5. If a multi-reader multi-case (MRMC) comparative effectiveness study was done, If so, what was the effect size of how much human readers improve with AI vs without AI assistance
Not applicable. This is a physical medical device (examination gloves), not a diagnostic AI system or an imaging device. Therefore, MRMC studies are not relevant to its evaluation.
6. If a standalone (i.e. algorithm only without human-in-the loop performance) was done
Not applicable. This is a physical medical device, not an algorithm. The performance evaluation is solely based on its physical and chemical properties as measured in a lab, which is "standalone" in the sense that no human-in-the-loop interaction is required for the device's function or evaluation.
7. The type of ground truth used (expert consensus, pathology, outcomes data, etc)
The "ground truth" for this device's performance is established through:
- Adherence to Established Standards: ASTM (American Society for Testing and Materials) standards for physical properties of medical gloves (e.g., D6319 for dimensions, tensile strength, elongation; D6124 for powder residue; D5151 for holes), and D6978 for chemotherapy drug permeation.
- International Organization for Standardization (ISO) Standards: ISO 10993 for biocompatibility (irritation, sensitization, cytotoxicity).
- FDA Test Methods: Specifically, the FDA 1000ml water leak test method (21 CFR 800.20).
- Objective Laboratory Measurements: The numerical results from these tests (e.g., tensile strength in MPa, elongation in %, breakthrough detection time in minutes, powder content in mg/glove).
8. The sample size for the training set
Not applicable. This is not an AI/machine learning device that requires a training set. The "device" itself is manufactured and tested according to engineering and material science principles.
9. How the ground truth for the training set was established
Not applicable, as no training set exists for this type of device.
§ 880.6250 Non-powdered patient examination glove.
(a)
Identification.

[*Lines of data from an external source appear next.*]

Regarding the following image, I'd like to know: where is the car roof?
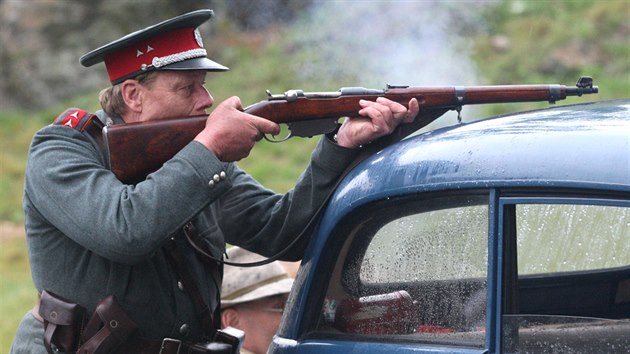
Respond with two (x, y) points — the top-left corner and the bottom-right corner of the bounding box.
(331, 99), (630, 216)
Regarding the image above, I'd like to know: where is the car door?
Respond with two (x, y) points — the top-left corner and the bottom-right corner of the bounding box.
(492, 194), (630, 353)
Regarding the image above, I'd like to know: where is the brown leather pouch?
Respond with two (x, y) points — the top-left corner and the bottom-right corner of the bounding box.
(79, 296), (138, 354)
(39, 290), (85, 354)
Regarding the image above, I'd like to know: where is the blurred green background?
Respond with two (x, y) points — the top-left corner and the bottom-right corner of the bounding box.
(0, 0), (630, 353)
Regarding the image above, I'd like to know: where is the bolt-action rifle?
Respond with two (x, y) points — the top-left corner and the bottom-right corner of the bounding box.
(102, 77), (598, 183)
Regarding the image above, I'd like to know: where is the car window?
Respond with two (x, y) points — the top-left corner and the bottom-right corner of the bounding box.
(502, 203), (630, 353)
(319, 196), (488, 347)
(516, 204), (630, 275)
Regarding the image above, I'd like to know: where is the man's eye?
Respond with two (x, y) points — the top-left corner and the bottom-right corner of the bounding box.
(181, 85), (195, 95)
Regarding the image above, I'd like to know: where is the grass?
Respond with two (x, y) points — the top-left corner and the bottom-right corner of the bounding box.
(0, 235), (37, 353)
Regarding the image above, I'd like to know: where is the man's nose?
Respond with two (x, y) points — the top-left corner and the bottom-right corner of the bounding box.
(199, 86), (214, 109)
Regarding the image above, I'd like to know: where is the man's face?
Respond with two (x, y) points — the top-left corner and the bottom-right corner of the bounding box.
(236, 295), (287, 354)
(138, 70), (214, 121)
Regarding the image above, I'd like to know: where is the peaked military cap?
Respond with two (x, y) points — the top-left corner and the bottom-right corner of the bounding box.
(80, 10), (229, 85)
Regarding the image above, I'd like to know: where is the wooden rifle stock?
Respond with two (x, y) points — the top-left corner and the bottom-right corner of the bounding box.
(103, 77), (598, 183)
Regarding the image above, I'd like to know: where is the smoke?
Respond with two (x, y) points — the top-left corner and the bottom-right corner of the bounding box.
(284, 0), (494, 124)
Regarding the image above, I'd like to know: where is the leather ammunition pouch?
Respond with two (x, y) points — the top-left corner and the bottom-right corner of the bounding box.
(79, 295), (138, 354)
(39, 290), (85, 354)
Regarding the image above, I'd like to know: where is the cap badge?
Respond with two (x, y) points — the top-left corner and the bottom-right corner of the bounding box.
(195, 28), (203, 48)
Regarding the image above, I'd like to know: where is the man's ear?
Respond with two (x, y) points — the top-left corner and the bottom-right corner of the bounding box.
(120, 79), (144, 113)
(221, 307), (239, 328)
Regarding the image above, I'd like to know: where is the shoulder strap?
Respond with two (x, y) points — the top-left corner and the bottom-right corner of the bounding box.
(52, 108), (99, 132)
(164, 230), (220, 339)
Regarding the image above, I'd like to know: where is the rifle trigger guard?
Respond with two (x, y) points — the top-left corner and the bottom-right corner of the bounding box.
(263, 131), (293, 143)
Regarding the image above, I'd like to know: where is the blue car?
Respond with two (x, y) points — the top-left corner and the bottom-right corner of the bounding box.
(269, 100), (630, 354)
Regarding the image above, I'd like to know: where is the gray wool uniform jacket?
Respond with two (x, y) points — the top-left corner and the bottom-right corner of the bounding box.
(13, 112), (357, 353)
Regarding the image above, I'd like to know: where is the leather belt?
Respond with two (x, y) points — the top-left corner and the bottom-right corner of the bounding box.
(117, 338), (233, 354)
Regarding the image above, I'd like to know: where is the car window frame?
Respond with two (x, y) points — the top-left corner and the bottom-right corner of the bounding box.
(496, 195), (630, 352)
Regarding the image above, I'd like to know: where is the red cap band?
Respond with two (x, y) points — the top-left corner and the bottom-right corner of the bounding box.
(104, 27), (207, 82)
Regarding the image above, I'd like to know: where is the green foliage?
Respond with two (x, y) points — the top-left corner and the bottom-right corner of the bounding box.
(473, 0), (630, 114)
(0, 236), (37, 353)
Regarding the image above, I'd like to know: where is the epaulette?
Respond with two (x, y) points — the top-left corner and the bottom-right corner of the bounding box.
(52, 108), (98, 132)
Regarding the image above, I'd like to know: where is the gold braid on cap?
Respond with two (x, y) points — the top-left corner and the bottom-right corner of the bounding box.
(151, 48), (208, 68)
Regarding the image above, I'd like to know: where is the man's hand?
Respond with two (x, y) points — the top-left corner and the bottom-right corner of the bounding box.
(195, 96), (280, 162)
(337, 97), (420, 148)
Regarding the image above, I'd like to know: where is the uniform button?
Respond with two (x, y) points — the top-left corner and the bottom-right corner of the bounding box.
(179, 323), (190, 336)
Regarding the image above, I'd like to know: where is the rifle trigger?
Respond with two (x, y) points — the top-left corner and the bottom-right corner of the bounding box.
(263, 131), (293, 143)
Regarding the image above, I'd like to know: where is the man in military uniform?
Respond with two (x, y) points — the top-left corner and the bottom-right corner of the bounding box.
(12, 10), (418, 354)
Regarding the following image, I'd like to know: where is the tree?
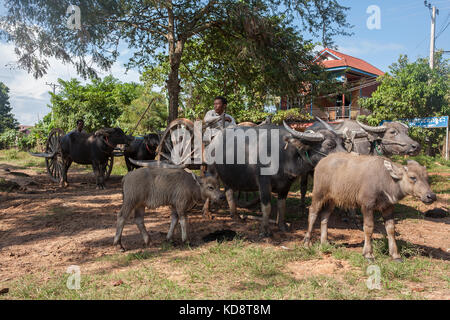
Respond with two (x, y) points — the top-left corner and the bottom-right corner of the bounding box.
(0, 82), (19, 134)
(142, 10), (342, 121)
(0, 0), (349, 121)
(51, 76), (141, 132)
(361, 53), (450, 155)
(117, 84), (168, 135)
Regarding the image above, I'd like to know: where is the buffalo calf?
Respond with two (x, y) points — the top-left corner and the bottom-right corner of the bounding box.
(114, 168), (225, 250)
(304, 153), (436, 260)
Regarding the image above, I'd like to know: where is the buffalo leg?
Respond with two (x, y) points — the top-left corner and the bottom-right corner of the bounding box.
(303, 199), (322, 246)
(178, 212), (188, 242)
(202, 198), (212, 220)
(114, 203), (133, 251)
(361, 207), (374, 260)
(134, 206), (150, 246)
(92, 161), (106, 189)
(320, 205), (334, 244)
(259, 181), (272, 236)
(300, 174), (308, 214)
(59, 158), (72, 188)
(383, 207), (401, 261)
(277, 192), (288, 232)
(166, 208), (178, 241)
(225, 189), (240, 220)
(125, 157), (134, 172)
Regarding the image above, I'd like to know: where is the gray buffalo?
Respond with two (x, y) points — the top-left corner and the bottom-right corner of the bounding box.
(304, 153), (436, 260)
(114, 168), (225, 251)
(300, 118), (420, 211)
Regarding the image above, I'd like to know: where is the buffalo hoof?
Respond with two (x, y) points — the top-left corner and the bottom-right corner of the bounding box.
(202, 210), (214, 220)
(231, 214), (243, 222)
(259, 229), (272, 238)
(303, 237), (311, 248)
(114, 243), (127, 252)
(278, 223), (288, 232)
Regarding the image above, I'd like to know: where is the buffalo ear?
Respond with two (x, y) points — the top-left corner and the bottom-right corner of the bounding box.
(384, 160), (403, 180)
(406, 160), (420, 166)
(283, 137), (309, 150)
(94, 129), (109, 136)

A non-powdered patient examination glove is a disposable device intended for medical purposes that is worn on the examiner's hand or finger to prevent contamination between patient and examiner. A non-powdered patient examination glove does not incorporate powder for purposes other than manufacturing. The final finished glove includes only residual powder from manufacturing.(b)
Classification. Class I (general controls). The device, when it is a finger cot, is exempt from the premarket notification procedures in subpart E of part 807 of this chapter subject to the limitations in § 880.9.